Говард идет назад в кипение вечеринки; мисс Каллендар остается стоять у каминной полки. Кто-то вышел и нашел выпить еще; атмосфера становится приглушеннее, возбуждение мягче и сексуальнее. Он проходит между телами – лицо к лицу, задница к заднице. Он ищет глазами Флору Бениформ; лиц вокруг много, но ни одно не принадлежит ей. Попозже он наверху в своей спальне. Там стоит глубокая и полная тишина, если не считать звуков индийской раги, доносящихся с проигрывателя. Занавески задернуты.
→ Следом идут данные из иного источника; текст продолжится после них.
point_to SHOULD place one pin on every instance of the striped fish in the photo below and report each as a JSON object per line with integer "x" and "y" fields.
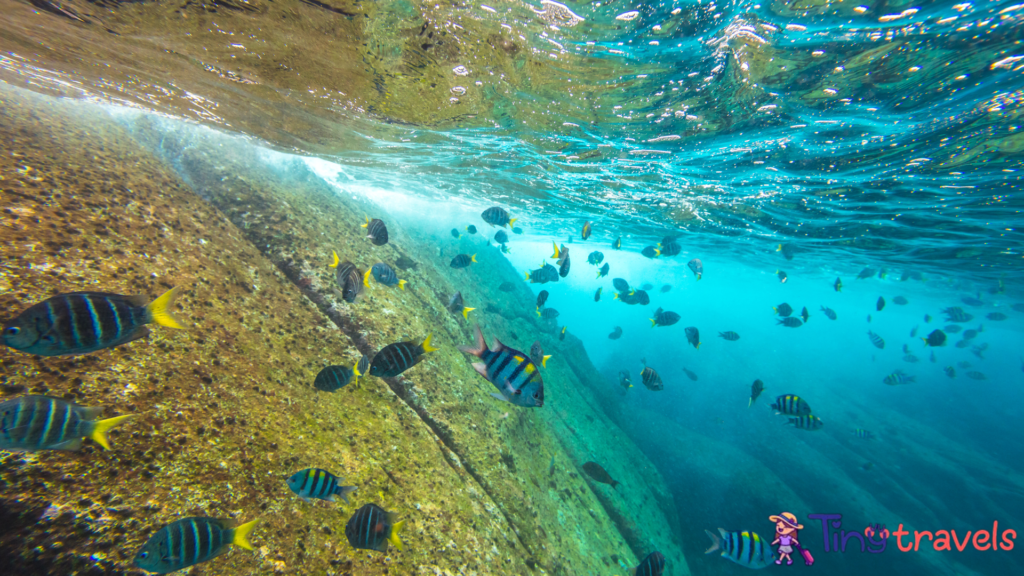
{"x": 383, "y": 274}
{"x": 745, "y": 548}
{"x": 693, "y": 336}
{"x": 876, "y": 339}
{"x": 498, "y": 216}
{"x": 40, "y": 422}
{"x": 376, "y": 231}
{"x": 650, "y": 378}
{"x": 511, "y": 371}
{"x": 463, "y": 260}
{"x": 349, "y": 278}
{"x": 314, "y": 483}
{"x": 190, "y": 541}
{"x": 791, "y": 405}
{"x": 898, "y": 377}
{"x": 84, "y": 322}
{"x": 398, "y": 357}
{"x": 664, "y": 318}
{"x": 653, "y": 565}
{"x": 334, "y": 378}
{"x": 807, "y": 422}
{"x": 371, "y": 528}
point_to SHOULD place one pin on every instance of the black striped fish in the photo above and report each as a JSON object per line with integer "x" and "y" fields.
{"x": 333, "y": 378}
{"x": 349, "y": 279}
{"x": 190, "y": 541}
{"x": 40, "y": 422}
{"x": 876, "y": 339}
{"x": 383, "y": 274}
{"x": 498, "y": 216}
{"x": 650, "y": 378}
{"x": 511, "y": 371}
{"x": 756, "y": 388}
{"x": 371, "y": 528}
{"x": 376, "y": 231}
{"x": 807, "y": 422}
{"x": 84, "y": 322}
{"x": 653, "y": 565}
{"x": 791, "y": 405}
{"x": 398, "y": 357}
{"x": 745, "y": 548}
{"x": 463, "y": 260}
{"x": 314, "y": 483}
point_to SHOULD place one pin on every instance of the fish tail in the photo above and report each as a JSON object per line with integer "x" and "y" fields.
{"x": 240, "y": 536}
{"x": 426, "y": 344}
{"x": 160, "y": 310}
{"x": 393, "y": 536}
{"x": 716, "y": 542}
{"x": 479, "y": 347}
{"x": 100, "y": 427}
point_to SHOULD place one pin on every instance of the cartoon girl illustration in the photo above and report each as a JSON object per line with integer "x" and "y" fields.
{"x": 785, "y": 535}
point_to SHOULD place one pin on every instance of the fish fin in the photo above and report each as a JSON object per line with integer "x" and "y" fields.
{"x": 716, "y": 542}
{"x": 240, "y": 536}
{"x": 99, "y": 429}
{"x": 160, "y": 310}
{"x": 479, "y": 347}
{"x": 426, "y": 344}
{"x": 393, "y": 536}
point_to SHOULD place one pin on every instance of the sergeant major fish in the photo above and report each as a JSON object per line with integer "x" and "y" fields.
{"x": 398, "y": 357}
{"x": 33, "y": 422}
{"x": 371, "y": 528}
{"x": 376, "y": 231}
{"x": 84, "y": 322}
{"x": 512, "y": 372}
{"x": 190, "y": 541}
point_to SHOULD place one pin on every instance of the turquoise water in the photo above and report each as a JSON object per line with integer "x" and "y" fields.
{"x": 885, "y": 138}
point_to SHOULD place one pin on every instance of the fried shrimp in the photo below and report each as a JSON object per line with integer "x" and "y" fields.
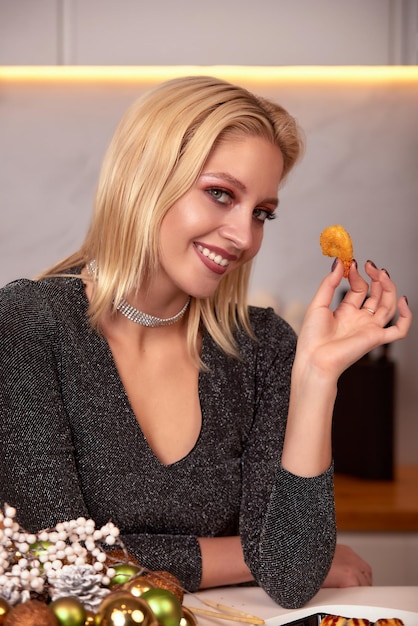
{"x": 335, "y": 241}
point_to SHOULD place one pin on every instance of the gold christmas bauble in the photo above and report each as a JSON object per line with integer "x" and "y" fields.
{"x": 129, "y": 611}
{"x": 4, "y": 609}
{"x": 166, "y": 580}
{"x": 69, "y": 611}
{"x": 90, "y": 619}
{"x": 31, "y": 613}
{"x": 137, "y": 586}
{"x": 165, "y": 606}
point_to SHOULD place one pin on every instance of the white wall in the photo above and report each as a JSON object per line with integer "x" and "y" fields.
{"x": 219, "y": 32}
{"x": 362, "y": 141}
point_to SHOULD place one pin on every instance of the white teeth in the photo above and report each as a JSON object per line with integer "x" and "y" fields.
{"x": 216, "y": 258}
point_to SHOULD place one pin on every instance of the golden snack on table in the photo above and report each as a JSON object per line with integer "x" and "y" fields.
{"x": 335, "y": 241}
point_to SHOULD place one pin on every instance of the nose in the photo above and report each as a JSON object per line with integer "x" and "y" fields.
{"x": 238, "y": 228}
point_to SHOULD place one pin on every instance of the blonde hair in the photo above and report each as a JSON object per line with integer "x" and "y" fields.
{"x": 156, "y": 154}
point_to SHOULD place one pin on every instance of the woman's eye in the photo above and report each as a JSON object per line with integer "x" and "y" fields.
{"x": 220, "y": 195}
{"x": 263, "y": 214}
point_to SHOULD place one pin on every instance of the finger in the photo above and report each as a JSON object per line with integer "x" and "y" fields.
{"x": 382, "y": 298}
{"x": 326, "y": 291}
{"x": 400, "y": 329}
{"x": 358, "y": 288}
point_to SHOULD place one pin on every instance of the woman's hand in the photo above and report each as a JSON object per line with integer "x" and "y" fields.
{"x": 333, "y": 340}
{"x": 329, "y": 342}
{"x": 348, "y": 569}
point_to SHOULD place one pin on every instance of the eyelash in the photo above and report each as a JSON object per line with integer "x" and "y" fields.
{"x": 268, "y": 215}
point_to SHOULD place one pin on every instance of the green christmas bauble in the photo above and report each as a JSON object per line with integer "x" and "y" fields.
{"x": 165, "y": 606}
{"x": 125, "y": 610}
{"x": 123, "y": 573}
{"x": 69, "y": 611}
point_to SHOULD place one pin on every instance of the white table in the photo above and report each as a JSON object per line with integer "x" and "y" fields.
{"x": 369, "y": 602}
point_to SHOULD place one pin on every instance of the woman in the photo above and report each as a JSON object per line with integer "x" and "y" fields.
{"x": 138, "y": 386}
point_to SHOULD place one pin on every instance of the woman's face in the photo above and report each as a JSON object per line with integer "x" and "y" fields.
{"x": 218, "y": 224}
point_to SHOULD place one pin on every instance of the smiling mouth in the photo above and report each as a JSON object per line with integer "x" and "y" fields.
{"x": 216, "y": 258}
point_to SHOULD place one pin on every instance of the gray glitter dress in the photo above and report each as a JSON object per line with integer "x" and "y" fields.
{"x": 71, "y": 446}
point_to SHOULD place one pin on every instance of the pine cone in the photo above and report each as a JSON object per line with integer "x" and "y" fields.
{"x": 79, "y": 581}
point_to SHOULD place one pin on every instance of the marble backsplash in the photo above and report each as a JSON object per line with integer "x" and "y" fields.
{"x": 360, "y": 169}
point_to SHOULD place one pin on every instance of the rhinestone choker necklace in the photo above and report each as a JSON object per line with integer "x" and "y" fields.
{"x": 137, "y": 316}
{"x": 145, "y": 319}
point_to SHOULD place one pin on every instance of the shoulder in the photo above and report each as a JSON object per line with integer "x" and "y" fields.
{"x": 25, "y": 303}
{"x": 272, "y": 334}
{"x": 266, "y": 324}
{"x": 273, "y": 340}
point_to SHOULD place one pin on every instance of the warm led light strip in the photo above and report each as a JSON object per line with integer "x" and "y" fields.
{"x": 259, "y": 74}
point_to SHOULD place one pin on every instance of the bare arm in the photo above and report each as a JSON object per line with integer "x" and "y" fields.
{"x": 223, "y": 562}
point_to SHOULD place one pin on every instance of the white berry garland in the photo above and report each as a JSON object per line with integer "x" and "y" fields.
{"x": 30, "y": 563}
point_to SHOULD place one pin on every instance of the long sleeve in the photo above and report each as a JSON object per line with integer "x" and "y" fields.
{"x": 287, "y": 522}
{"x": 56, "y": 460}
{"x": 71, "y": 446}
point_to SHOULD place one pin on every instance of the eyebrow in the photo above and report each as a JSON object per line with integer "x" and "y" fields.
{"x": 234, "y": 181}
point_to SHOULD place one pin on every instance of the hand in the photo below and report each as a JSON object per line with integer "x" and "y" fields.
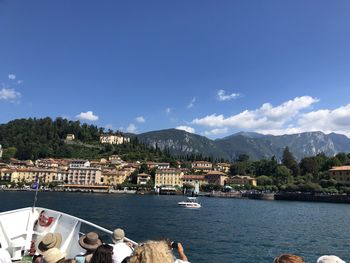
{"x": 181, "y": 252}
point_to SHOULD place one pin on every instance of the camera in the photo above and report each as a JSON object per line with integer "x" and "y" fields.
{"x": 174, "y": 245}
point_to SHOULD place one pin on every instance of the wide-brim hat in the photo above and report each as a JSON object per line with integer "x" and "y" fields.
{"x": 118, "y": 234}
{"x": 90, "y": 241}
{"x": 50, "y": 240}
{"x": 53, "y": 255}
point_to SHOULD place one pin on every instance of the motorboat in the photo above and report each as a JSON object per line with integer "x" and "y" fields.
{"x": 20, "y": 229}
{"x": 191, "y": 202}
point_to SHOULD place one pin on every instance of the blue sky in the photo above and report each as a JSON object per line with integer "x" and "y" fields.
{"x": 210, "y": 67}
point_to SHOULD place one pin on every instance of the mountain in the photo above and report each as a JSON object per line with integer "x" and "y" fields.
{"x": 257, "y": 146}
{"x": 180, "y": 142}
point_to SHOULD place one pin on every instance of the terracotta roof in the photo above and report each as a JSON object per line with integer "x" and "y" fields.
{"x": 216, "y": 173}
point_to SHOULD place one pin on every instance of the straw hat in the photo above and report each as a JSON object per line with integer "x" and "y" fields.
{"x": 53, "y": 255}
{"x": 50, "y": 240}
{"x": 118, "y": 234}
{"x": 90, "y": 241}
{"x": 330, "y": 259}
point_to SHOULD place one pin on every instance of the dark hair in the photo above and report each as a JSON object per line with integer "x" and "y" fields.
{"x": 288, "y": 258}
{"x": 103, "y": 254}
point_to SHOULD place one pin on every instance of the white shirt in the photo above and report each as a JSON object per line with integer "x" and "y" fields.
{"x": 120, "y": 251}
{"x": 4, "y": 256}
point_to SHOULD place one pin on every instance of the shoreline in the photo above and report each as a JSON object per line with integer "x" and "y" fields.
{"x": 282, "y": 196}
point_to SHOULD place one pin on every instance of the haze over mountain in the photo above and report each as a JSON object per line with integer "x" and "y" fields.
{"x": 257, "y": 146}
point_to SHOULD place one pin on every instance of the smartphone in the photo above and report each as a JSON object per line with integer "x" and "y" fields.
{"x": 174, "y": 245}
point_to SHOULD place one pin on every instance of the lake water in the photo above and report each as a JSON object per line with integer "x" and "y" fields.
{"x": 223, "y": 230}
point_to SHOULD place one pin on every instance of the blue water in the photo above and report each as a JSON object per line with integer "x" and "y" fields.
{"x": 223, "y": 230}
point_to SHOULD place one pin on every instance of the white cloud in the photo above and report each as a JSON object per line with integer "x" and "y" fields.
{"x": 109, "y": 126}
{"x": 131, "y": 128}
{"x": 191, "y": 104}
{"x": 12, "y": 76}
{"x": 186, "y": 128}
{"x": 10, "y": 95}
{"x": 140, "y": 119}
{"x": 216, "y": 132}
{"x": 89, "y": 116}
{"x": 222, "y": 96}
{"x": 265, "y": 117}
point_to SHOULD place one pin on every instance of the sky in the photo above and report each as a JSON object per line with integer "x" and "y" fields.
{"x": 212, "y": 68}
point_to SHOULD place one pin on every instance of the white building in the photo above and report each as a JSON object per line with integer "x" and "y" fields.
{"x": 113, "y": 139}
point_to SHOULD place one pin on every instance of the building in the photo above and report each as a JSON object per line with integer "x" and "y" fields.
{"x": 70, "y": 137}
{"x": 169, "y": 177}
{"x": 143, "y": 178}
{"x": 79, "y": 163}
{"x": 242, "y": 180}
{"x": 29, "y": 175}
{"x": 194, "y": 179}
{"x": 222, "y": 167}
{"x": 113, "y": 139}
{"x": 80, "y": 172}
{"x": 115, "y": 177}
{"x": 217, "y": 178}
{"x": 340, "y": 173}
{"x": 151, "y": 165}
{"x": 46, "y": 163}
{"x": 202, "y": 166}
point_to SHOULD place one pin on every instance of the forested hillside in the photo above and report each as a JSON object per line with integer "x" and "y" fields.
{"x": 40, "y": 138}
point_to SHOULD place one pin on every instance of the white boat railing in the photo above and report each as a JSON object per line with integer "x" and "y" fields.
{"x": 19, "y": 228}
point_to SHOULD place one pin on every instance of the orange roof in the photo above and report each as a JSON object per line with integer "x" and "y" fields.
{"x": 193, "y": 177}
{"x": 86, "y": 186}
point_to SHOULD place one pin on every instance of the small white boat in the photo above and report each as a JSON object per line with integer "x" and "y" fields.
{"x": 191, "y": 202}
{"x": 20, "y": 229}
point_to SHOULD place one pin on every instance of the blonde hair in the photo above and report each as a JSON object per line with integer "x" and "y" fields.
{"x": 152, "y": 252}
{"x": 288, "y": 258}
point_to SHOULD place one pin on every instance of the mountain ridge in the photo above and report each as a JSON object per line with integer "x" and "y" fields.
{"x": 256, "y": 145}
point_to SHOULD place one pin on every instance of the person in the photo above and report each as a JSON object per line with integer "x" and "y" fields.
{"x": 157, "y": 252}
{"x": 50, "y": 240}
{"x": 103, "y": 254}
{"x": 90, "y": 242}
{"x": 288, "y": 258}
{"x": 53, "y": 255}
{"x": 121, "y": 250}
{"x": 5, "y": 256}
{"x": 329, "y": 259}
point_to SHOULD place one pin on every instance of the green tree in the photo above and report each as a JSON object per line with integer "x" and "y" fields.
{"x": 264, "y": 180}
{"x": 289, "y": 161}
{"x": 282, "y": 176}
{"x": 9, "y": 153}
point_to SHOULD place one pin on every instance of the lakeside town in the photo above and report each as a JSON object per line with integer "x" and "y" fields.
{"x": 114, "y": 175}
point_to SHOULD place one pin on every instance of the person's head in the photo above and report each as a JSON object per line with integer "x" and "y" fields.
{"x": 102, "y": 254}
{"x": 50, "y": 240}
{"x": 118, "y": 235}
{"x": 53, "y": 255}
{"x": 330, "y": 259}
{"x": 288, "y": 258}
{"x": 152, "y": 252}
{"x": 90, "y": 241}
Лампочка над кроватью не повернута вниз, как обычно, а светит в потолок; она обернута какой-то розовой материей, возможно, блузкой. Кровать с ее полосатым мадрасским покрывалом передвинута из центра комнаты в угол под окном. Вдоль стен в тишине сидят и лежат люди, касаясь или обнимая друг друга, слушая ритмы и кадансы музыки. Это группа бесформенных абрисов: торчат головы, тянутся пальцы, сжатые руками, которые связывают один абрис с другим. Сигареты с марихуаной переходят из пальцев в пальцы; они багрово вспыхивают, когда кто-нибудь затягивается, и тускнеют. Говард вбирает бессловесные слова музыки; он допускает, чтобы его собственная спальня становилась для него все более и более чужой. Домашний халат Барбары и ее балахон, свисающие с крючка за дверью, меняют цвет, преображаются в чистую форму. Блеск покореженных ручек старого комода, купленного у старьевщика, когда они меблировали дом, фокусирует цвета, преображается в яркий таинственный узел. Вино и наркотик свиваются в кольца у него в голове. Лица обретают форму и растворяются в водянистом свете; лицо девушки с дурацкими зелеными тенями вокруг глаз и белыми напудренными щеками, мальчика с кожей цвета влажной оливки. Рука лениво машет вблизи от него, машет ему; он берет сигарету, удерживает руку, поворачивается поцеловать несексуальное лицо. Его сознание упивается идеями, которые курятся, будто дымок, обретают форму, как постулат. Стены движутся и открываются. Он встает и идет мимо рук, и туловищ, и ног, и бедер, и грудей на лестничную площадку.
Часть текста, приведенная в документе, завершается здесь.